“Every child in a District of Columbia public school has a right to a highly effective teacher — in every classroom, of every school, of every neighborhood, of every ward, in this city,” the chancellor said in a statement. “That is our commitment.”
In addition there were other employees from librarians to counselors to custodians who were dismissed. What is interesting is that there seems to be no administrators on that list. Every single principal in D.C. is doing a great job and the teachers are the problem? Hmmm. And, 737 employees were put on notice that they were in the second tier from the bottom so shape up or ship out. Only 16% were rated highly effective.
Naturally, the Washington Teachers Union, is going to challenge the firings.
A "value-added" component was used on these evaluations but, according to the article, it used to be used for diagnostics rather than making personnel decisions. Value-added was 50% of the evaluation. The teachers let go taught in 4-8 and that's because those are the grades that have annual testing data. The teachers were to receive 5 30- minute classroom observations during the school year ( 3 by the principal and 2 by a "master educator" not from the school). They were scored in 22 measures in 9 categories including:
"... classroom presence, time management, clarity in presenting the objectives of a lesson and ensuring that students across all levels of learning ability understand the material."
Also from the article:
Last month, the teachers' union and the District Council approved a contract that weakened teachers' seniority protection, in return for 20 percent raises and bonuses of $20,000 to $30,000 for teachers who meet certain standards, including rising test scores.The main comments from the Seattle Times website seem to be "get rid of bad teachers and support good ones", "it's the union's fault" and "why aren't parents held responsible?".

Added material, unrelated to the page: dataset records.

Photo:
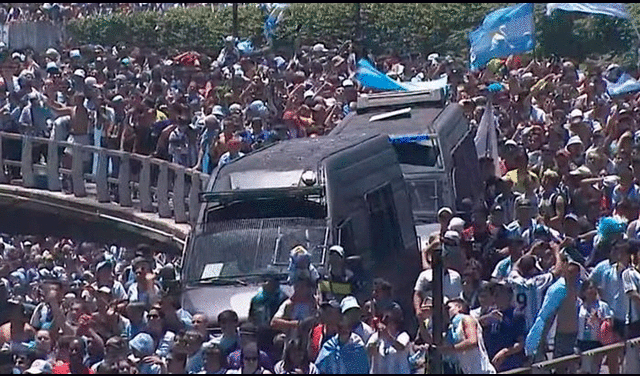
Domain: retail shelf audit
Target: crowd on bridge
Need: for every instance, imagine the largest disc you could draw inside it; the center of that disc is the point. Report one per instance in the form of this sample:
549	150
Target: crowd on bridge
61	13
547	259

I think everyone would agree that bad teachers have to be exited but if the next lower tier of 737 teachers were let go, what would happen in D.C.? Could a district find that many "highly qualified" teachers to replace them? What is left out, as AFT President Randi Weingarten says, are supports for teachers and professional development.
This is a highly public experiment that I'm sure has the attention of the Obama administration. All seems quiet on the negotiation front here in Seattle which is actually good news (as it means negotiations are probably going forward rather than stalling out).